Rhode Island is the Ocean State, abeit not officially, and for obvious reasons.

South Carolina is the Palmetto State after the palmetto palm.

South Dakota is thwe Mount Rushmore State as Mount Rushmore, with its presidential faces, is found here.

Tennessee is the Volunteer State and with several explanations, including the volunteer soldiers at the Battle of New Orleans in 1812 or 1847 and the Mexican War.

Texas is the Lone Star State as this is the symbol found on the flag of Texas.

Utah is the Beehive State, for the Mormon settlers were said to have brought with them swarms of bees.

Vermont is the Green Mountain State, itself from Green Mountain Boy and a reference to any inhabitant since 1772 and named from the militia.

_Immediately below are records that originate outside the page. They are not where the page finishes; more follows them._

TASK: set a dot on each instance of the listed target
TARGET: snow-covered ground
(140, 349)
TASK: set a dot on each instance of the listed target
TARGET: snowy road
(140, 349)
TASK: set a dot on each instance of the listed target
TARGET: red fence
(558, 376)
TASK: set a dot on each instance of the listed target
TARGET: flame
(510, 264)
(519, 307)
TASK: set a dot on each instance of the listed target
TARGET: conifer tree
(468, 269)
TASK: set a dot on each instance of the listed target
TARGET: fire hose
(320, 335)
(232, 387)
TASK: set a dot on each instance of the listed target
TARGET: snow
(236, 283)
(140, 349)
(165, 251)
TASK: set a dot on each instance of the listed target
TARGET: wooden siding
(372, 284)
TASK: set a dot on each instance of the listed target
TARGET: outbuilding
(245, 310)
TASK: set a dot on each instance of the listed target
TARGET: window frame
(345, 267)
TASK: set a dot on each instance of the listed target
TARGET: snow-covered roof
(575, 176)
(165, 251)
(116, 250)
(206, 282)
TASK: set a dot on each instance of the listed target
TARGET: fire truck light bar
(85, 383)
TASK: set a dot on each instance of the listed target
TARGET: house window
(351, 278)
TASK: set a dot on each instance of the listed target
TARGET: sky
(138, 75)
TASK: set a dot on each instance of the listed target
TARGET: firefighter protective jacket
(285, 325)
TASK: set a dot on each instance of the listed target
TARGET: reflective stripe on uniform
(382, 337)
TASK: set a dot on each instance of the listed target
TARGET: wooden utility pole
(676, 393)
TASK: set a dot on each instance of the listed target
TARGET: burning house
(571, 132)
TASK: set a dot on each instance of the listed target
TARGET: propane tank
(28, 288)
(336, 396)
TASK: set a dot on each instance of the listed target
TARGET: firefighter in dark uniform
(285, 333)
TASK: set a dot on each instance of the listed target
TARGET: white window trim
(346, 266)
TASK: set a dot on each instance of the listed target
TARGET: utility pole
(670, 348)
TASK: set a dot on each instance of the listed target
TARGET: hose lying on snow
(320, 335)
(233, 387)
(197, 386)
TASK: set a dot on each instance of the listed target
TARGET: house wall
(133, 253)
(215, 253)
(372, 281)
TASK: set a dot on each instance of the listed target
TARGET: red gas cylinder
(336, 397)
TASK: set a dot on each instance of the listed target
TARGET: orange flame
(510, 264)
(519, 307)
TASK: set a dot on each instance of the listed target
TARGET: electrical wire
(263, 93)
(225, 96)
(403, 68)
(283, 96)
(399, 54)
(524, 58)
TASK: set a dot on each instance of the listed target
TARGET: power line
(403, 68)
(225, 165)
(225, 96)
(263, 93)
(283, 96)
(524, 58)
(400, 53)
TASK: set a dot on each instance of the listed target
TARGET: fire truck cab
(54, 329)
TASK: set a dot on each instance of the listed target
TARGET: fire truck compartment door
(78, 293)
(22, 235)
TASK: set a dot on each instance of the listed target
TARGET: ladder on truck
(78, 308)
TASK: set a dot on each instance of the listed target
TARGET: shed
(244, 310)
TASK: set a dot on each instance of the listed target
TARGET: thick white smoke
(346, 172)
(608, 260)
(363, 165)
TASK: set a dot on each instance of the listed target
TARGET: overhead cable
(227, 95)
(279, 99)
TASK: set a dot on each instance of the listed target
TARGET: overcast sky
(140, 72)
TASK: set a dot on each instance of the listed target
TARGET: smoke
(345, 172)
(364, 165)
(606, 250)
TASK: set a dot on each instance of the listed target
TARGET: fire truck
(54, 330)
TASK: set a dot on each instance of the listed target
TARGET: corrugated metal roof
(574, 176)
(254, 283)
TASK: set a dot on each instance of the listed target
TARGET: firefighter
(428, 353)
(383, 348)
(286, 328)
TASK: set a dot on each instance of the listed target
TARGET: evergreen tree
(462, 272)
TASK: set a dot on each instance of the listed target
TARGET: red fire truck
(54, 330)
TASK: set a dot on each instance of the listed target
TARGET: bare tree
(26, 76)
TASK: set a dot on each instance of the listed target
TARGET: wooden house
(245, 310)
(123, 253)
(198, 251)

Virgina is the Old Dominion, and earlier Ancient Dominion, as it was the site of the first colonies.

Washington is the Evergreen State because of its vast areas of conifer forest.

West Virginia is the Mountain State for the same reason as some sources give this as the Switzerland of America.

Wisconsin is the Badger State, nothing to do with the animal but to early lead miners who worked underground, just like badgers.

Wyoming is the Equality State as it was here, in 1869, when women's suffrage was granted.

With apologies to our American friends who undoubtedly know most if not all of these, I will redress the balance by giving the origins of the names of counties on this side of the Atlantic next time.

Yet I must end with some of the odder, alternative references used by states for more than two centuries. These include Seward's Ice Box, Cottondom, Baby State, Toothpick State, Mile-High State, the Cracker State, Spud State, Hoosier State, the Cyclone State, Hemp State, Old Dirigo State, Oyster State, Codfish State, Water Wonderland, Cream Pitcher of the Nation, Mudcat State, Stub-Toe State, Divorce State, Clam State, Knickerbocker State, Flickertail State, Boomer's Paradise, Iodine State, Artesian State, Hog and Hominy State, Cheese State, Uncle Sam's Pocket Handkerchief, Land of Steady Habits and, most unusual of all, the Land of Wooden Nutmegs.